Under the conditions of the study, the test substance did not induce a significant increase in chromosomal aberrations and was therefore considered to be negative in the CHO cytogenetic study.
Executive summary:

An in vitro cytogenetic study was conducted using Chinese hamster ovary (CHO) cells to determine the mutagenicity of the test substance.

In both initial and repeat tests doses ranged from 4 to 213 µg/mL in DMSO (vehicle) for 6, 18 and 42 h in the absence of S9 reaction mixture and for only 6 h in the presence of S9 mixture.

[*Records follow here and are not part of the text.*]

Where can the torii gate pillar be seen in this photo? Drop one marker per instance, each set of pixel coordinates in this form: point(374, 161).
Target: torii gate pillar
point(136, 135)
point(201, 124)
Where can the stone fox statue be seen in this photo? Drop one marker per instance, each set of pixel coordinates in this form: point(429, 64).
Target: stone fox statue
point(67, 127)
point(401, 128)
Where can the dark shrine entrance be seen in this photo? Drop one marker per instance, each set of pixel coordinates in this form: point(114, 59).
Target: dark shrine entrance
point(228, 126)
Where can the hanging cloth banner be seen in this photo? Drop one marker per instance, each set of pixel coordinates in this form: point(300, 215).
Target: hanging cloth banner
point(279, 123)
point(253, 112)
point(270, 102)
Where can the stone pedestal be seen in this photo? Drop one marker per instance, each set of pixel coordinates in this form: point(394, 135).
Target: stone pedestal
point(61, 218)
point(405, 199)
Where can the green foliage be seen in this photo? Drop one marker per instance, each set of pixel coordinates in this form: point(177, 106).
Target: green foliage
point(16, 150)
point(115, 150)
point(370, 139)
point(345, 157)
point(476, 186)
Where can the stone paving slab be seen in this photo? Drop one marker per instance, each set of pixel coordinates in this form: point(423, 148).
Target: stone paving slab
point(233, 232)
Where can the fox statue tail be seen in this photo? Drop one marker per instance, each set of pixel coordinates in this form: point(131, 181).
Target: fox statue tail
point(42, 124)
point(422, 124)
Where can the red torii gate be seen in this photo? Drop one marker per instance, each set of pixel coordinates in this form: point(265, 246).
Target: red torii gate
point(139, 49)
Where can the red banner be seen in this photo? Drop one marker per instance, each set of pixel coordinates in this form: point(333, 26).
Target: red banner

In the definitive assay, survival at the highest dose level scored was 52% in the non-activated 6 h treatment study; 48% in the non-activated 18 h treatment study; 44% in the non-activated 42 h treatment study and 82% in the S9 activated study.

The three highest doses with 200 scorable metaphase cells in the 6, 18 and 42 h treatment studies were selected for analysis. The test substance did not induce a statistically significant increase in structural or numerical chromosome aberrations in either the absence or presence of S9 activation, regardless of the treatment condition or harvest time.

Under the conditions of the study, the test substance did not induce a significant increase in chromosomal aberrations and was therefore considered to be negative in the CHO cytogenetic study.